‘Widow’s Bay’ review: A supernatural island and nodes to ‘Jaws’

‘Widow’s Bay’ review: A supernatural island and nodes to ‘Jaws’


In “Widow’s Bay,” premiering Wednesday on Apple TV, Matthew Rhys performs Tom Loftis, the mayor of a city on an island 40 miles off the coast of New England. At first, we do not fairly know after we are — the TV units are cathode ray, the telephones are landlines and a cigarette machine sits within the city bar. Wi-Fi and the online are mere rumors. Is it quaint? Or is it creepy?

We are, in reality, within the current day. Although Tom has lived in Widow’s Bay for the reason that delivery of his (now teenage) son, Evan (Kingston Rumi Southwick), and spent summers there rising up, he can come throughout as each new to city and new to the job. Apart from Rev. Bryce (Toby Huss, at all times glad to see you), he appears to have few mates — he is aware of folks, clearly, however many mock him, for no clear causes, as cowardly and gentle. (He was elected mayor solely as a result of he ran unopposed.) His large concept is to make the island a vacationer vacation spot, and to that finish, he has satisfied a New York Times journey author to go to; a lot goes improper, however an article is written, and the vacationers come.

The human-headed fly within the ointment is the island itself, which is a supernatural smorgasbord, principally quiet however waking up simply in time to meet the guests. (How can the church bell ring when the bells are chained up?) In between spasms of evil, the implication is, it is an OK place to dwell, in case you ignore the feckless youngsters, the middle-aged imply ladies and the overfed barflies. (Exactly what folks do there for a residing, together with no matter Tom labored at earlier than he turned older, is unspoken.)

And though the native historical past museum is nothing however artifacts of atrocities (outdated newspaper report of cannibalism, a assassin’s masks), solely Wyck (Stephen Root, nice as at all times) sees something paranormal in it, and he is typically written off as a drunk. (Paradoxically, many do subscribe to the notion that leaving the island is a ticket to a fast dying; even Tom will not hedge that wager when it comes to Evan.) One thinks of the residents of Buffy’s Sunnydale, blithely going about their enterprise, not transferring away regardless of being situated on a Hellmouth. Or the folks of Los Angeles, not fascinated about earthquakes.

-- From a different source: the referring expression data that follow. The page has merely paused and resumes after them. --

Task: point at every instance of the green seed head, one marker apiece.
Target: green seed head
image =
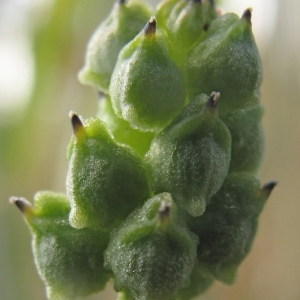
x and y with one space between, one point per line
190 158
122 131
228 227
226 61
147 88
124 22
105 181
69 261
152 254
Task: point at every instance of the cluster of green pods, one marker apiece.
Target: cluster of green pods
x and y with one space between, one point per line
162 194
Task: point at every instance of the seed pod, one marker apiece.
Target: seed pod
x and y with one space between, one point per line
124 22
152 253
147 88
190 158
227 61
105 181
247 139
70 261
122 131
184 25
228 227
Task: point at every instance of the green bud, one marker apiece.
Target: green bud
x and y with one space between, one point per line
190 158
184 25
122 131
70 261
124 22
152 253
247 139
227 61
228 227
147 88
105 181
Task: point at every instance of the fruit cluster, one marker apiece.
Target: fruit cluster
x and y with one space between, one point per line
162 189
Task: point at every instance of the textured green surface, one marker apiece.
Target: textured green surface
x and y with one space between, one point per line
193 154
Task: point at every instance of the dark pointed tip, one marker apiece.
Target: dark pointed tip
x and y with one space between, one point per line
213 101
164 211
22 204
268 188
247 15
150 28
76 122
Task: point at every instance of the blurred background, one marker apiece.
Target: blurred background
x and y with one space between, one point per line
42 46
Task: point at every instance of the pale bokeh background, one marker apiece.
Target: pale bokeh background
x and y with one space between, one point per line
42 46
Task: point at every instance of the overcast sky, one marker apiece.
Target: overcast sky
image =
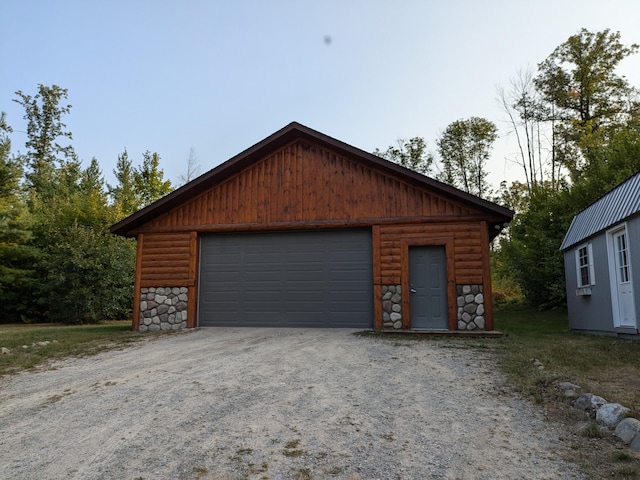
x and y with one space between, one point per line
219 76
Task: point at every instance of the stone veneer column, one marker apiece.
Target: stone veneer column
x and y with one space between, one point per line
392 306
470 304
163 308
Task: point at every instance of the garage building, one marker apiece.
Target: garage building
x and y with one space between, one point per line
302 230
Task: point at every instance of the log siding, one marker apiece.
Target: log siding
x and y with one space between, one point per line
303 183
299 179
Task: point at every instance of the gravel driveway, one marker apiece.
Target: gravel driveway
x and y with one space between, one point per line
229 403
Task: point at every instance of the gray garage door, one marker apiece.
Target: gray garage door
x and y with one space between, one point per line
286 279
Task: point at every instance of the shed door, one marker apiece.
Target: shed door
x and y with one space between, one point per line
624 314
287 279
428 284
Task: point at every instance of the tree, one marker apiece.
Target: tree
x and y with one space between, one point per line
123 194
193 168
149 180
44 114
527 112
16 257
410 154
579 80
464 148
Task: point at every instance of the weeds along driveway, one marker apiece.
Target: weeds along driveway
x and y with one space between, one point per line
275 404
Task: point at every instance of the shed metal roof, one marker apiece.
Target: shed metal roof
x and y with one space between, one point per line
620 203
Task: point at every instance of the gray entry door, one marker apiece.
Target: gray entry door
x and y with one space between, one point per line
287 279
428 287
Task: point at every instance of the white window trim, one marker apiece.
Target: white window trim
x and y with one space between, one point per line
592 274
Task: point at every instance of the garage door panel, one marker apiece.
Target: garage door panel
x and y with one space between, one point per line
292 279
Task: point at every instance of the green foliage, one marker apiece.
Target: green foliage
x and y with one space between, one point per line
16 256
44 127
586 97
464 148
597 140
58 261
149 180
411 154
123 194
531 253
87 276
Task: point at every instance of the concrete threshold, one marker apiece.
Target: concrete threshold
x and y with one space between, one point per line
447 333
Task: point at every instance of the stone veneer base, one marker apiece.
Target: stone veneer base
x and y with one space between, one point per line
392 307
163 308
470 303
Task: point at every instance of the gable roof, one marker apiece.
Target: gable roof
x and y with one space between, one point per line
295 131
613 207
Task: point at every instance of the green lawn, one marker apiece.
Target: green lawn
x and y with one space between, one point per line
605 366
64 341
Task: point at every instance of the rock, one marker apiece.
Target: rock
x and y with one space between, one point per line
569 389
628 429
589 402
470 308
538 364
610 414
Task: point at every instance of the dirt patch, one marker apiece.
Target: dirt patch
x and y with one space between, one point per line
275 404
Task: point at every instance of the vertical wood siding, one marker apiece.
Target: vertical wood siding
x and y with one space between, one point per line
305 183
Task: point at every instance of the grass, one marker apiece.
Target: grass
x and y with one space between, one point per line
34 345
605 366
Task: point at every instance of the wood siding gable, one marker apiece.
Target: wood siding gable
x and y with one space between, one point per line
305 183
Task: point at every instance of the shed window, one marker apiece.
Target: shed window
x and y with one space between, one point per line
584 266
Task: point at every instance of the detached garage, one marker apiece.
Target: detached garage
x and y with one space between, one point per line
302 230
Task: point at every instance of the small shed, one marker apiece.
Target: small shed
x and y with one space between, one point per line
602 263
303 230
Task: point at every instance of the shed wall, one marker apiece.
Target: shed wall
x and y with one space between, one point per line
590 312
633 230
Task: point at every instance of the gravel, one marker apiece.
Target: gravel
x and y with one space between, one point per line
229 403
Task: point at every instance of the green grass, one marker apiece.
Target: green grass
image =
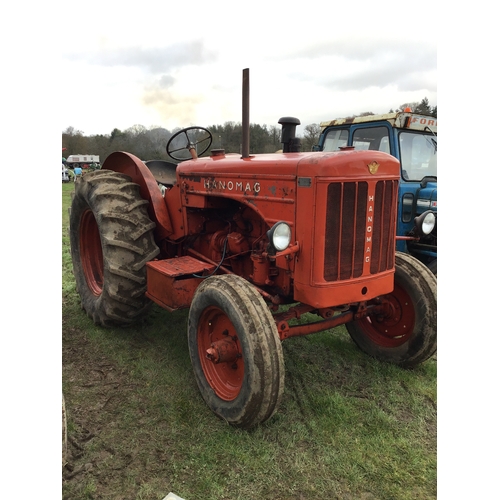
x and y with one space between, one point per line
348 427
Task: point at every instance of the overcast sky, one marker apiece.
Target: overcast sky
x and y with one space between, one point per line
160 63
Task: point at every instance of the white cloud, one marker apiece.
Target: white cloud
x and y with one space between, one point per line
177 65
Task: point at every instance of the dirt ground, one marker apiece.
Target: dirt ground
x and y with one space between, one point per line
91 460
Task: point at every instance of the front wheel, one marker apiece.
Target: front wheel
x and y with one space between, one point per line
235 351
406 333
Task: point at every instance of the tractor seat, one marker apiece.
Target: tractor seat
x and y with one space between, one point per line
163 171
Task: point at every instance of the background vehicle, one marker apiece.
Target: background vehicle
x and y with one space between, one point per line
65 174
83 161
412 139
249 244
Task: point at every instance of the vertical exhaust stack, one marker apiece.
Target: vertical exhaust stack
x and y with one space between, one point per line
291 144
245 145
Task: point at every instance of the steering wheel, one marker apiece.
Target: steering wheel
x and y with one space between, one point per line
189 143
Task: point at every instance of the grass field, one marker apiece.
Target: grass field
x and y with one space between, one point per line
349 427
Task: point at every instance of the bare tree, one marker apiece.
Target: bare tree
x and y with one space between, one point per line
311 136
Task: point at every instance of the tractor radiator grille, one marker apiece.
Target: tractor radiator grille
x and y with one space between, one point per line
352 235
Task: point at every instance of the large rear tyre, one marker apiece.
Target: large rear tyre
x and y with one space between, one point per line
406 334
111 237
235 351
433 267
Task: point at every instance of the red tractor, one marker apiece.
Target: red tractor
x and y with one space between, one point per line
249 243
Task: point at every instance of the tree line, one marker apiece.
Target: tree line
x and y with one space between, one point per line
150 144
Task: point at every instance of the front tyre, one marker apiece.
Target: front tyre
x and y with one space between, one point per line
235 351
406 333
111 237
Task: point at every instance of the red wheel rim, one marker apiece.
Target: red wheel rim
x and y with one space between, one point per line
91 253
225 378
395 327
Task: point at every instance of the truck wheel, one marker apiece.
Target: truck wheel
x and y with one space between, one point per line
111 237
235 351
433 267
406 334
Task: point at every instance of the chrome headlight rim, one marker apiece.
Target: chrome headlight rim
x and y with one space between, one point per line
425 222
279 236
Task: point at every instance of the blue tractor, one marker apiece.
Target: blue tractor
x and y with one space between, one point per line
412 139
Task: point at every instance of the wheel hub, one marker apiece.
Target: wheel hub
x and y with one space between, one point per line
220 353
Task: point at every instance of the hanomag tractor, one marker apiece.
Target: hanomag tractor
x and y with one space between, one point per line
249 243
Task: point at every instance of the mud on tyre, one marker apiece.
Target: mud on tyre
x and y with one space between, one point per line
228 317
111 237
407 334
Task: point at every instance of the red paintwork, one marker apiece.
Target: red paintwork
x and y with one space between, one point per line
214 331
221 207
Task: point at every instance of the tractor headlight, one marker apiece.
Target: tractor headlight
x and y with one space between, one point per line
425 222
279 236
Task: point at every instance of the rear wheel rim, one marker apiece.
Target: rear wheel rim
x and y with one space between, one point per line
394 328
91 253
225 378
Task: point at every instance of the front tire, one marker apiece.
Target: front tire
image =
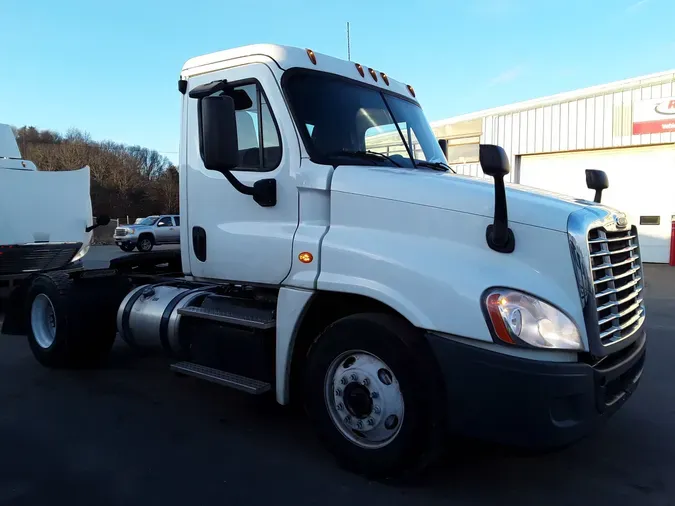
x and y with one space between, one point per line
372 393
145 243
71 324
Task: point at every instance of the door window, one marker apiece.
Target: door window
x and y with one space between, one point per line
257 134
165 222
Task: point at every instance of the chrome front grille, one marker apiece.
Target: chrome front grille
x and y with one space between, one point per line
617 282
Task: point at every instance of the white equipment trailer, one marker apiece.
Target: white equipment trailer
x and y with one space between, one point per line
397 301
45 217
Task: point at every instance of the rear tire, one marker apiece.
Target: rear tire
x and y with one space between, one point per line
72 324
145 243
395 406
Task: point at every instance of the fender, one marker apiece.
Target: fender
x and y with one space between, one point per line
432 265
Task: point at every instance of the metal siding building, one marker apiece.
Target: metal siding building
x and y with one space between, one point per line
592 118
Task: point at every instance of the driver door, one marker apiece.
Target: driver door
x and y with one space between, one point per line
231 237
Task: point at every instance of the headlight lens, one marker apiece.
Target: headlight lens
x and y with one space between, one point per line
80 254
520 318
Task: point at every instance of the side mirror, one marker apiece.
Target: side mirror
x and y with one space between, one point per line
495 163
493 160
597 180
218 142
100 221
443 143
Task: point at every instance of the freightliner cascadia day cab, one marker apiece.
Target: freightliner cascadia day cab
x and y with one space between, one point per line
397 301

With its New England island setting, a mayor making an attempt to increase the vacation financial system, and one thing nasty within the water (and elsewhere), the sequence does at instances counsel “Jaws” however with spooks, and I might not be in any respect shocked to study that in some unspecified time in the future in its genesis, these phrases had been spoken. But horror tales have been round endlessly — and by no means in such profusion as they’re now, to the purpose that there’s little new below the bloody solar. “Widow’s Bay” reaches deep into that bag of tropes, nevertheless it’s all a part of the sport; familiarity breeds anticipation, which breeds concern.

You get a “Halloween”-style slasher (or whichever masked madman you favor); to be hag; a scary clown, for half a second; a demon fog (as in John Carpenter’s “The Fog”) and a haunted resort, with particular references to “The Shining” (a board recreation on the inn is known as “Daddy’s Home,” from a line within the film; sounds of a New Year’s Eve celebration come via a grate within the toilet). Plus sundry hallucinations, dangerous desires, possession, darkish areas, creepy noises, fraught household relations — and, as with so many horror tales, a nasty factor up to now bringing down the longer term. (This little bit of historical past will get its personal episode, which, regardless of some powerhouse secret particular visitor stars, might need been dealt with in a speech.) It’s a little bit of an anthology, week by week, operating over an extended arc through which Wyck, Tom and his assistant Patricia (the wonderful Kate O’Flynn) — one other mocked and pleasant particular person, whose price will present via — change into allies in a struggle in opposition to the evil most of their neighbors someway fail to discover.

The sequence was created by Katie Dippold, whose credit embody the female-led “Ghostbusters,” “Haunted Mansion” and “Parks and Recreation”; its metropolis governance theme is mirrored right here, via a glass darkly). Hiro Murai directed half the sequence’ 10 episodes, working once more with Christian Sprengerhis director of images “Atlanta” and “Station Eleven,” which I regard as an indication of high quality. Apple TV describes the sequence as a horror comedy, however there’s actually not a lot comedy in it — what exists is generally assigned to eccentric City Hall characters (Ok Callan as a befuddled secretary, Dale Dickey as an acerbic chain smoker in command of information, which is to say, she is aware of issues) and the air of frantic, not fairly farcical desperation that attaches to Tom all through the story. (There’s a bit slapstick as properly.) But lots of its characters are exaggerated in a method that may go for comical, till the horror simply elbows them out of the way in which in its very efficient, storm-tossed ultimate acts.